2. Bölüm

158 5 6
                                    

Önceki bölümden özet;

10 dakikadır yoldaydık. Arabayı da çok hızlı kullanıyordu öküz. Ölmesek iyidir.
Tam radyodan müzik açmak için öne doğru yönelmiştim ki Koray ani fren yaptı.

"Oha çüş ama yani! Davar yavaş olsana!"
Bağırmamla beraber Koray'ın bana degil yola baktığını farketmiştim.

Farketmez olaydım...

"K-Koray... benim gördüğümü send-"

Sözümü yarıda kesip "evet Liva. Tamda ondan görüyorum."

İkimizin de gördüğü şey cesetten başka bir şey değildi...

...

"İn arabadan in!"
Tam kapıyı açacakken Koray kapıyı kilitleyip endişeli bakışlarını üzerimde gezdirdi.

"Aç kapıyı Koray! Görmüyor musun adamın halini? Hastaneye götürmemiz lazım."

"Olmaz Liva burdan uzaklaşmamız lazım."
Tam vitesi çekip gaza basacaktı ki birden bağırmam ile afalladı.

"KORAY! Aç kapıyı..."

Yazar iç ses: aklıma şey geldi ya open the door reynmen

Kafasını önüne çevirdi bir kaç sabır duası okudu. Derin bi nefes aldıktan sonra arabayı çalıştırdı.

"Koray. İndir beni burda! Madem bu kadar korkaksın, bende kendim hallederim bu işi."

Arabayı durdurup hızlıca arabadan indi. Onun indiğini görünce bende indim ve yerde yatan cesedin yanına yaklaştık.

Bu sokaklar da cinayet namına hiç bi olay yaşanmazdı aslında, bu işin için de bi tuhaflık vardı. Emindim...
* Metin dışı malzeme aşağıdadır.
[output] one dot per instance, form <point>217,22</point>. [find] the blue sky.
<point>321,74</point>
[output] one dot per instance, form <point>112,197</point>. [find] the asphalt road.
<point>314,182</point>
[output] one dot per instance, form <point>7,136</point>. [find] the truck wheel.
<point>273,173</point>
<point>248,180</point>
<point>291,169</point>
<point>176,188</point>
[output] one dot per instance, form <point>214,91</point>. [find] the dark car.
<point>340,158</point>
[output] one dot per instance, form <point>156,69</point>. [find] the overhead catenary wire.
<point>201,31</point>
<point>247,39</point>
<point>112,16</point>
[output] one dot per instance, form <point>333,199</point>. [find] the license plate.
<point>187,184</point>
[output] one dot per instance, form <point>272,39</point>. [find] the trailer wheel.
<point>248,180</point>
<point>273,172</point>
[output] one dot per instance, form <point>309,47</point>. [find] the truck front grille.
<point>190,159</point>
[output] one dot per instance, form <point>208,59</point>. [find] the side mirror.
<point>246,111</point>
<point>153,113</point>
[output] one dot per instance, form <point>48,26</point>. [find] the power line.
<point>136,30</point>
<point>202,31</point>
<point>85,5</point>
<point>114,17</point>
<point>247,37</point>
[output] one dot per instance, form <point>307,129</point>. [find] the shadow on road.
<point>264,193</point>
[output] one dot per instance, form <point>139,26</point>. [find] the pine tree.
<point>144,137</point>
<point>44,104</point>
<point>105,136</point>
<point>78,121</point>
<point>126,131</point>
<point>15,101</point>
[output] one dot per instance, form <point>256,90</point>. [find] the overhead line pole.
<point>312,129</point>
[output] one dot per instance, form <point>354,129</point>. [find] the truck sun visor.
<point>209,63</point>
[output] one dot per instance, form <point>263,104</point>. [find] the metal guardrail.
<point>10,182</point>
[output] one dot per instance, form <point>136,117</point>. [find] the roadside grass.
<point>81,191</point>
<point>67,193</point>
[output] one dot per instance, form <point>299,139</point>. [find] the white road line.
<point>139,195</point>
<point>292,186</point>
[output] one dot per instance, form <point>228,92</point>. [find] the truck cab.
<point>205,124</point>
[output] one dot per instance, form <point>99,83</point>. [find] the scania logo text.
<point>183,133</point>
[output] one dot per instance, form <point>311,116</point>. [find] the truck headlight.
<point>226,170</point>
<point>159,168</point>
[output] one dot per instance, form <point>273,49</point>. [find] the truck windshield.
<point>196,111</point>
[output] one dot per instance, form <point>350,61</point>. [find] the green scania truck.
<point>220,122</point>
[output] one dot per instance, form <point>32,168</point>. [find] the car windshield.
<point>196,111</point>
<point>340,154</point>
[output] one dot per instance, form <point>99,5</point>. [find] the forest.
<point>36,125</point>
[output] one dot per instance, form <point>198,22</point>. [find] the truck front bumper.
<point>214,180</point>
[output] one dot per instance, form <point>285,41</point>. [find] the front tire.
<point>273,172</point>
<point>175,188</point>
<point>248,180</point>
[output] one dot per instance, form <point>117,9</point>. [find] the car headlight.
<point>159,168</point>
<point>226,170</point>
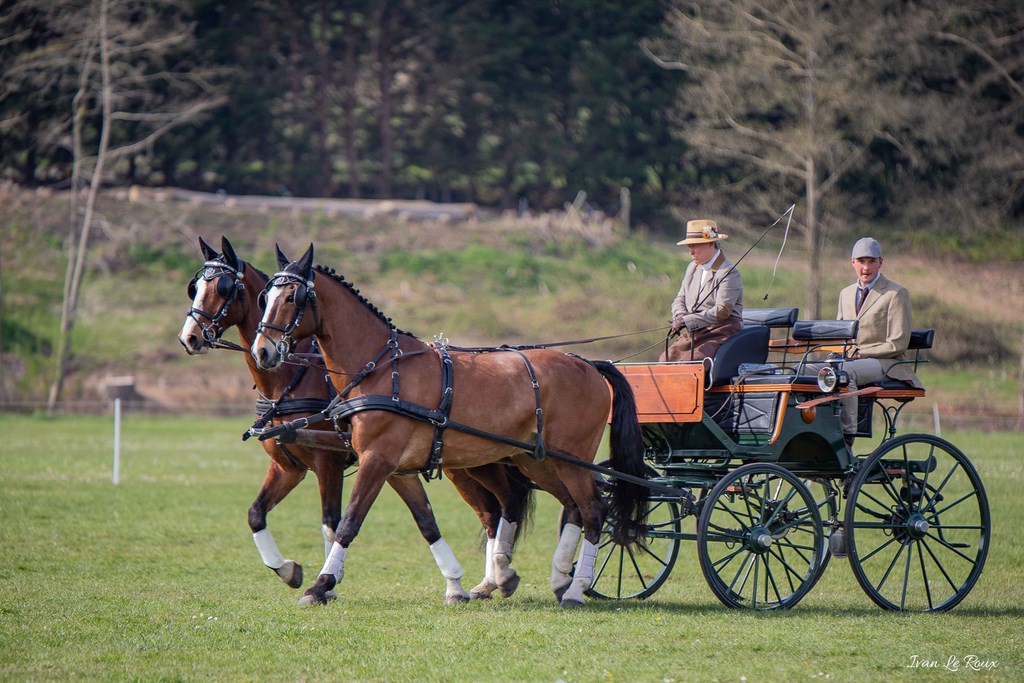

Karnının boşluğundan yaralanmış olan adama bakmam ile bir anda kolumdan tutularak geriye çekilmem bir oldu. İki elim bi anda arkadan sertçe birleşmişti.

"Sakın sesini çıkarma küçük hanım. Yoksa bu adam gibi senin de cesedini yerde bulmayalım."

Kulağımdaki ses niye bu kadar tanıdıktı? Bana birini hatırlatıyordu. Yakın birini hatırlatıyordu.
Çok yakın... 

Ellerimi kurtarmaya çalışıyorum ama başaramıyordum. Bi anda kendimi tutamayarak konuşmaya başladım.

"İşinize karışmak gibi olmasın ama boşluğundan bıçakladığınız bi adamın ölmesini beklemeyin lütfen. Hem adam gözünü kırpıştırıyo görmüyor musunuz?"
Alayla söylediğim cümle onu kızdırmış olacak ki kolumu daha çok sıkmıştı.

"Bırakın lan! Eflin, endişelenme sakın!hiç bi şey  Yapamazlar."

Göz devirerek endişelendiğimi belli etmediğim bi ses tonu ile konuştum.

Aslında çok endişeleniyordum...

"Yav yok ne endişeleneceğim Koray Allah aşkına. Bizim bi suçumuz yok sonuçta, niye bizi öldürsünler ki yani şimdi?"

Off korku başıma vurdu herhalde...

"Sen suçlu değilsin fakat asıl suçlunun biricik sevgilisisin."